The Stealth and Situational Awareness TCL could be more precisely defined. The definition – that a model’s capabilities are such that human control “cannot be ruled out as being significantly undermined” – is notably vague. It’s not clear what evaluations would be used to decide whether a model has reached this threshold. This is arguably the most important TCL to get right, so future versions should give more detail on how it will be assessed.
The governance section needs more substance. It says that responsibilities are allocated and escalation procedures exist. But it doesn’t say who is responsible for which decisions, how escalation works, who can block a deployment, or what happens when internal teams disagree.
These are not the only areas for improvement. For example, the FSF could better justify the TCLs and CCLs it’s chosen. It could also provide more detail on how Google DeepMind will assess and communicate the overall level of risk posed by its models. Anthropic has recently taken a step in this direction by committing to publish Risk Reports – and Google DeepMind could do something similar.
Conclusion
Version 3.1 is a meaningful improvement to Google DeepMind’s Frontier Safety Framework. The new TCLs create a way to manage the risk of significant harm before they reach the CCL threshold, and Security Level 2+ strengthens protections against insider threats and other sophisticated actors. While this is a step in the right direction, important gaps remain, and the framework still lacks some commitments found in other frameworks, such as Anthropic-style Risk Reports.

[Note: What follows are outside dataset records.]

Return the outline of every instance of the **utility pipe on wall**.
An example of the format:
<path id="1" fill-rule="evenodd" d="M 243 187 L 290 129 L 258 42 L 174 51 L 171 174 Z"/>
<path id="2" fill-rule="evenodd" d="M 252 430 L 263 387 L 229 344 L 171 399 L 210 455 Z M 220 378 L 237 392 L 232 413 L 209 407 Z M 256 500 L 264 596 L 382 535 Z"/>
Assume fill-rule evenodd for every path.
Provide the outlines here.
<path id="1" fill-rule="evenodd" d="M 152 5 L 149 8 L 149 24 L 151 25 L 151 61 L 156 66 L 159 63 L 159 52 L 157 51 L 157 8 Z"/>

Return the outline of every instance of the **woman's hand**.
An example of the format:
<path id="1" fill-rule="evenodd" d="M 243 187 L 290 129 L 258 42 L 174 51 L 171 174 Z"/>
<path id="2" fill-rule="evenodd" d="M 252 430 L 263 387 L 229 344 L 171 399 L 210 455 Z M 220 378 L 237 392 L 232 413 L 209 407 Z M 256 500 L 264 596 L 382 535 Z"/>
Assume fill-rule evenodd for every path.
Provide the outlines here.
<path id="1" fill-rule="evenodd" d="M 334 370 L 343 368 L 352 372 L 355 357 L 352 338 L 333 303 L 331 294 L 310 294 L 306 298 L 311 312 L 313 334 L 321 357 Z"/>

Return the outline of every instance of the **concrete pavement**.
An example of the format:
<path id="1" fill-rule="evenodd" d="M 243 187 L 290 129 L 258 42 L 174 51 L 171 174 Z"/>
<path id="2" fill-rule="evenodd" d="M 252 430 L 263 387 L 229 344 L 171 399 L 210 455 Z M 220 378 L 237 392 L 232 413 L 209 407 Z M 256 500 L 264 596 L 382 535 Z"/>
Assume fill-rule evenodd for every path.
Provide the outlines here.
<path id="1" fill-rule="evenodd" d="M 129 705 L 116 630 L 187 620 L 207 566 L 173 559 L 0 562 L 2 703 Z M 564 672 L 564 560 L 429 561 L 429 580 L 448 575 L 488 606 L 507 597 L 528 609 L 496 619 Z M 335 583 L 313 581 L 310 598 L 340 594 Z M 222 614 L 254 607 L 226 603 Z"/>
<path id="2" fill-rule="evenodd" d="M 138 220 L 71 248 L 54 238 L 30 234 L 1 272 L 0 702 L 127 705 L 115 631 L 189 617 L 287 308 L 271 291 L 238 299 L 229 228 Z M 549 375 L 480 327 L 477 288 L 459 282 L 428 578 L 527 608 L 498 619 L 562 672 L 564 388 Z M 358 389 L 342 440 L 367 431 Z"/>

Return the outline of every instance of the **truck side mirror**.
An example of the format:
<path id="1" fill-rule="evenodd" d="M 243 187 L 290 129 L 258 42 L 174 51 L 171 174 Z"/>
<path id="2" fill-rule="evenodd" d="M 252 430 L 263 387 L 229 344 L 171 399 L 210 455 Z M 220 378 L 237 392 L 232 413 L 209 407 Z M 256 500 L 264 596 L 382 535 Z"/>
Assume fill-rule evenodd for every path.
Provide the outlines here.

Acknowledgements: Thanks to Elias Groll, Jonas Freund, Markus Anderljung, and Matthew van der Merwe (in alphabetical order) for helpful feedback on earlier drafts. All remaining errors are my own.
Disclaimer: Posts are written by individual team members and reflect the author’s perspective. Not all team members necessarily agree with every take. The views expressed here do not represent the official position of GovAI.
The document itself refers to “Google”, rather than “Google DeepMind”, which is a change from earlier versions.
TCLs are different from alert thresholds, which were already part of earlier versions and remain in v3.1. Alert thresholds are early warning indicators that a model may be approaching a CCL. TCLs are substantive capability thresholds below CCLs.